Thursday, September 4, 2014

Thank You, PBS (ATK vol 4)

Inspirational song: Tupelo Honey (Van Morrison)

Here I am, all grown up, with no little kids living in my house anymore, and yet PBS still has things to teach me. How nice of them to do that for me. I've been watching a lot of cooking shows, especially those on PBS on Saturday mornings, for techniques and flavor combinations that inspire me to experiment, as I convert all of my recipes to gluten free. I thought when I went this route, that fried chicken was forever lost to me, and I did mourn its loss a little. This last week, America's Test Kitchen showed me that I've given in far too easily. As it turns out, the best coating for a crispy fried chicken crust is plain old cornstarch. I have been waiting to try it out all week, and tonight I did. I brined a pack of chicken legs in water with a little salt and sugar in it, as instructed, for about an hour. Along with it in the fridge was a cornstarch and water slurry, salted and peppered, to thicken just a little. Dried the pieces of chicken well, rolled them in dry cornstarch and let them sit while I warmed a pot of peanut oil to 350 degrees. With tongs, I dipped them in the slurry, coating well, and fried half of the batch. After about six minutes (turned halfway through because I only had an inch of oil), they were pulled out and put on a rack, while I did the other half. After six minutes, I swapped them again, giving the first set a second fry, again about 6-7 minutes. Once everything was out and draining on a rack over a cookie sheet, I microwaved honey and hot sauce (more honey than hot), for 30 seconds or so, until it was runny, and I whisked them together. I dunked each chicken leg in the honey, and let them drain. That was it. Other than standing over a popping pot of oil, it was practically effortless. I started with two on my plate, and went back and grabbed the others as soon as those were done. Holy cow, it was amazing. Enough to take me from having no appetite for days to scarfing down a whole small pack of drumsticks in one meal. I've never had talent at frying chicken before (I could do it, but it just wasn't great, in my opinion). I think now I need to have a dinner party, and share this experience.

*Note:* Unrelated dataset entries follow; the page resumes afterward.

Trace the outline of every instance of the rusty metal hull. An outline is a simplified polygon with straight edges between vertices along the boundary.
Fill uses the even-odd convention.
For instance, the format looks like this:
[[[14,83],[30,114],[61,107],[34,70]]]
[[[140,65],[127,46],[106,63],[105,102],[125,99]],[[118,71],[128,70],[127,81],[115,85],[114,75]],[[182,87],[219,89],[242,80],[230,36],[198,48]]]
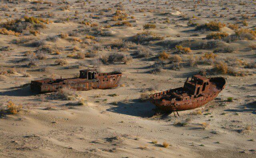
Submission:
[[[171,89],[150,95],[149,100],[165,112],[186,110],[200,107],[214,99],[225,87],[222,78],[209,78],[210,86],[207,92],[198,96],[188,95],[186,99],[177,100],[170,98],[172,92],[184,90],[184,87]]]
[[[74,78],[32,81],[30,88],[32,90],[39,93],[56,92],[65,88],[78,91],[108,89],[119,85],[122,74],[102,73],[98,75],[97,78],[90,80]]]

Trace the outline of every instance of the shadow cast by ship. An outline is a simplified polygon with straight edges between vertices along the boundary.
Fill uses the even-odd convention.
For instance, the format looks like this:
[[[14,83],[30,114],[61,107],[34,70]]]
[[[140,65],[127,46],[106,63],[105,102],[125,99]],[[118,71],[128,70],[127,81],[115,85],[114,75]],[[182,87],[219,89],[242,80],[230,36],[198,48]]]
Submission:
[[[246,108],[244,108],[246,107]],[[246,104],[244,105],[238,109],[227,109],[224,111],[230,112],[251,112],[253,114],[256,114],[256,101],[254,101]]]
[[[129,102],[119,102],[107,109],[107,111],[134,116],[150,118],[155,114],[153,110],[155,106],[149,102],[141,102],[139,99],[135,99]]]
[[[0,96],[34,96],[37,94],[38,94],[31,91],[29,86],[18,89],[0,92]]]

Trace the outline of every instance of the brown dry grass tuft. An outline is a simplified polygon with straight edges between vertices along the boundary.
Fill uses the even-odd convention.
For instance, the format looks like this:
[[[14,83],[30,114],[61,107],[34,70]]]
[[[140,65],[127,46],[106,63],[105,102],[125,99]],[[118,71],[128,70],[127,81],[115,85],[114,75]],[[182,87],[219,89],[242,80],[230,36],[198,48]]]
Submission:
[[[159,59],[162,61],[166,60],[169,59],[170,55],[166,53],[165,51],[162,52],[159,54]]]
[[[212,33],[206,36],[206,39],[214,39],[215,40],[219,40],[227,37],[228,34],[226,32],[216,32]]]
[[[68,64],[68,62],[65,59],[57,59],[55,60],[54,63],[56,65],[63,66]]]
[[[8,102],[7,104],[7,111],[11,114],[16,114],[22,108],[21,104],[16,105],[11,101]]]
[[[196,28],[196,30],[206,29],[210,31],[220,31],[220,29],[226,26],[224,24],[220,22],[211,21],[208,23],[199,25]]]
[[[190,48],[183,47],[181,45],[176,45],[175,46],[175,49],[178,53],[180,54],[188,54],[191,52]]]
[[[168,148],[168,147],[170,146],[170,144],[169,144],[168,143],[167,143],[166,142],[164,142],[162,145],[163,146],[163,147],[164,147],[165,148]]]
[[[156,25],[153,24],[146,24],[143,26],[143,28],[144,29],[147,29],[148,28],[156,28]]]

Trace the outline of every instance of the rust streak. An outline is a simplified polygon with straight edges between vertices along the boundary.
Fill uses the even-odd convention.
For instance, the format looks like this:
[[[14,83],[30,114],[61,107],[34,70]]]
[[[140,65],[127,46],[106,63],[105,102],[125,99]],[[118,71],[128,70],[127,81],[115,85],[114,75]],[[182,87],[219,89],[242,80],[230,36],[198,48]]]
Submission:
[[[88,69],[80,72],[78,78],[32,81],[30,88],[38,92],[56,92],[63,88],[78,91],[108,89],[117,87],[122,75],[120,72],[98,73],[96,69]]]

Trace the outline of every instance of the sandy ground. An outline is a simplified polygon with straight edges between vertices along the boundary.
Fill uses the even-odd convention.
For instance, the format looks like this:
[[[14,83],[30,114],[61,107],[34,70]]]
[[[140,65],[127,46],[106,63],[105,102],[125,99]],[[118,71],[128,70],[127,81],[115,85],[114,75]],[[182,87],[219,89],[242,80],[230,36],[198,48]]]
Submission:
[[[166,3],[164,1],[126,0],[120,4],[119,1],[53,0],[49,4],[44,4],[48,3],[46,1],[38,3],[30,0],[16,1],[0,2],[0,23],[6,22],[6,19],[20,18],[25,15],[38,17],[41,14],[51,13],[53,15],[42,16],[52,22],[40,29],[40,34],[36,36],[30,33],[30,28],[18,37],[0,34],[0,48],[9,47],[8,50],[0,51],[0,69],[2,72],[5,70],[8,71],[0,76],[0,106],[5,109],[10,101],[22,106],[17,114],[3,114],[1,116],[0,156],[255,157],[255,68],[238,67],[246,72],[242,76],[208,75],[224,77],[227,83],[226,88],[216,99],[203,107],[179,112],[180,117],[174,117],[173,113],[155,115],[155,106],[149,102],[140,100],[142,93],[182,86],[187,77],[197,74],[202,68],[211,67],[205,64],[188,66],[191,55],[180,54],[182,66],[178,70],[167,68],[159,73],[150,73],[160,52],[164,50],[172,54],[175,52],[168,44],[163,44],[164,41],[206,40],[204,38],[210,32],[195,31],[195,27],[188,26],[189,20],[199,24],[216,20],[227,26],[229,23],[238,24],[240,28],[253,29],[256,25],[256,18],[253,16],[256,13],[255,2],[168,1]],[[68,6],[68,9],[60,9]],[[228,9],[223,9],[225,7]],[[14,8],[17,11],[13,11]],[[111,19],[117,10],[125,12],[129,17],[134,16],[134,19],[127,20],[131,21],[132,27],[114,26],[117,22]],[[78,13],[75,13],[76,10]],[[103,13],[100,13],[101,10],[104,10]],[[247,26],[241,23],[244,20],[242,14],[250,16],[246,19]],[[189,19],[183,19],[182,15]],[[230,20],[234,16],[238,20]],[[167,18],[170,22],[163,22]],[[99,26],[93,27],[81,24],[84,20],[91,24],[97,22]],[[58,20],[61,22],[57,22]],[[143,25],[150,22],[156,28],[148,30],[164,39],[141,43],[140,46],[149,49],[152,54],[139,58],[134,55],[137,43],[130,39],[143,31]],[[100,31],[105,31],[104,27],[107,25],[112,26],[106,28],[112,35],[99,34]],[[49,36],[60,37],[62,33],[70,31],[77,32],[74,36],[82,39],[82,42],[69,40],[71,36],[67,38],[58,38],[55,42],[45,40]],[[222,28],[222,31],[229,35],[235,33],[228,27]],[[194,34],[198,36],[192,35]],[[86,39],[86,35],[96,38]],[[17,44],[17,40],[24,36],[32,39]],[[128,48],[107,47],[110,43],[124,40],[129,45]],[[32,44],[38,40],[44,40],[44,45],[53,48],[61,47],[56,48],[61,53],[49,53],[46,59],[36,59],[36,66],[28,66],[28,62],[33,60],[28,60],[25,53],[38,50],[39,47]],[[256,40],[238,40],[225,44],[235,50],[216,53],[220,59],[232,58],[248,63],[255,61],[256,51],[249,48],[256,44]],[[67,57],[80,52],[90,52],[97,46],[101,48],[92,57],[82,59]],[[75,46],[79,50],[73,50]],[[190,54],[193,58],[213,50],[191,48]],[[124,62],[97,64],[97,68],[102,72],[121,70],[123,74],[122,86],[75,92],[85,100],[84,105],[78,105],[76,100],[60,98],[57,92],[38,94],[31,92],[29,86],[22,86],[39,78],[77,76],[80,70],[93,67],[95,59],[111,53],[129,55],[132,58],[127,64]],[[67,63],[56,65],[54,62],[58,59],[64,59]],[[76,66],[70,68],[74,66]],[[47,71],[38,71],[42,67],[46,68]],[[10,70],[12,70],[10,72]],[[149,89],[153,91],[149,91]],[[109,96],[113,94],[117,96]],[[233,101],[227,102],[228,97],[232,97]],[[176,125],[177,122],[184,122],[186,123],[184,126]],[[164,148],[164,142],[170,145]]]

I don't know what more I can offer than that for the fourth issue of Annie's Test Kitchen. Perhaps just a couple pictures taken along the way. Too bad I didn't take any photos of the miniature peach cobbler I made with a gluten free topping (blended almond flour, coconut flour, coconut oil, salt, and a little brown sugar). It was quite lovely too, full of cinnamon and allspice, and tasting like September. Now if I only had someone who could do the dishes for me.